The taxpayer said that at this stage she assumed (erroneously) that contracts had been exchanged, and Ilex was given permission to start work on the groundwork for the development, which it did on 7th June 2007.
There were in fact some teething issues with the highways agency and contracts were not actually exchanged until 27 July 2007.
Mrs. Dickinson’s 2007-08 tax return was submitted but did not disclose the land sale on the basis that Private Residence Relief was applicable under s.222 TCGA 1992, as the land formed the garden and grounds of her private residence.
HMRC’s Position
An enquiry into the return was subsequently raised.
HMRC refused the claim on the basis the land was already under development when the contracts were exchanged.  They argued that it had to be available to the owner as “garden or grounds” on the date it was sold for relief to be granted.
As a result they raised an assessment to tax of £48,314.20 plus interest.
First-tier Tribunal’s Decision
They concluded that the commencement of ground works by Ilex did not constitute a “material start”,  thus permanently changing the legal status or character of the land.
This was because without an unconditional exchange of contracts, or some other form of legally binding pre-contract, permitting entry onto and development of the land, it cannot have been the parties’ intention.
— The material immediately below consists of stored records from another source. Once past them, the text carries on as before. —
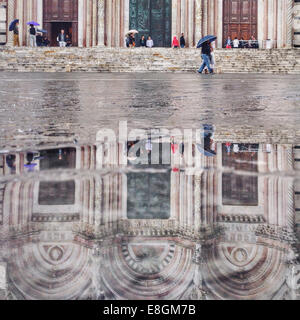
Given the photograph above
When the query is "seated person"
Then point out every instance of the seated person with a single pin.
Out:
(68, 41)
(39, 39)
(46, 42)
(236, 43)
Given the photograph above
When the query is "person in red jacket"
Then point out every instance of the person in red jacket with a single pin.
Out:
(175, 43)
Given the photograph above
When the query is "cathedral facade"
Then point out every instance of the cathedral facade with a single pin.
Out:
(93, 23)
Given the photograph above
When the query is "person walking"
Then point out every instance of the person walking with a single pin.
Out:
(32, 36)
(68, 41)
(182, 41)
(175, 43)
(61, 39)
(236, 43)
(16, 35)
(143, 42)
(131, 41)
(149, 43)
(206, 52)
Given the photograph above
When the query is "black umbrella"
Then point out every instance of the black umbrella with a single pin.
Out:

For land to lose its character as “garden or grounds”, the change must be permanent or regarded as permanent.  The change cannot be transient or conditional.
Ilex was allowed onto the land disposed of to start foundation work on an informal basis.  There was no agreement allowing Ilex access onto the land to carry out the works.  At any stage prior to formal exchange of contracts, if for example the access problem had proven to be insurmountable, either party was at liberty to “walk away” from the transaction.
If the transaction had not progressed to completion it could not be suggested that the land had temporarily ceased to be “garden or grounds”, only to have reverted to its original status on the transaction becoming abortive.
They concluded that when Ilex entered onto the land and started the works it did not constitute a disposal of the land.  The land therefore retained its character as “garden or grounds” within the meaning of s 222(1)(b) until the time of its disposal on 27 July 2007 when contracts were exchanged.
The disposal of the land therefore attracts principal private residence relief and the taxpayer’s appeal was allowed.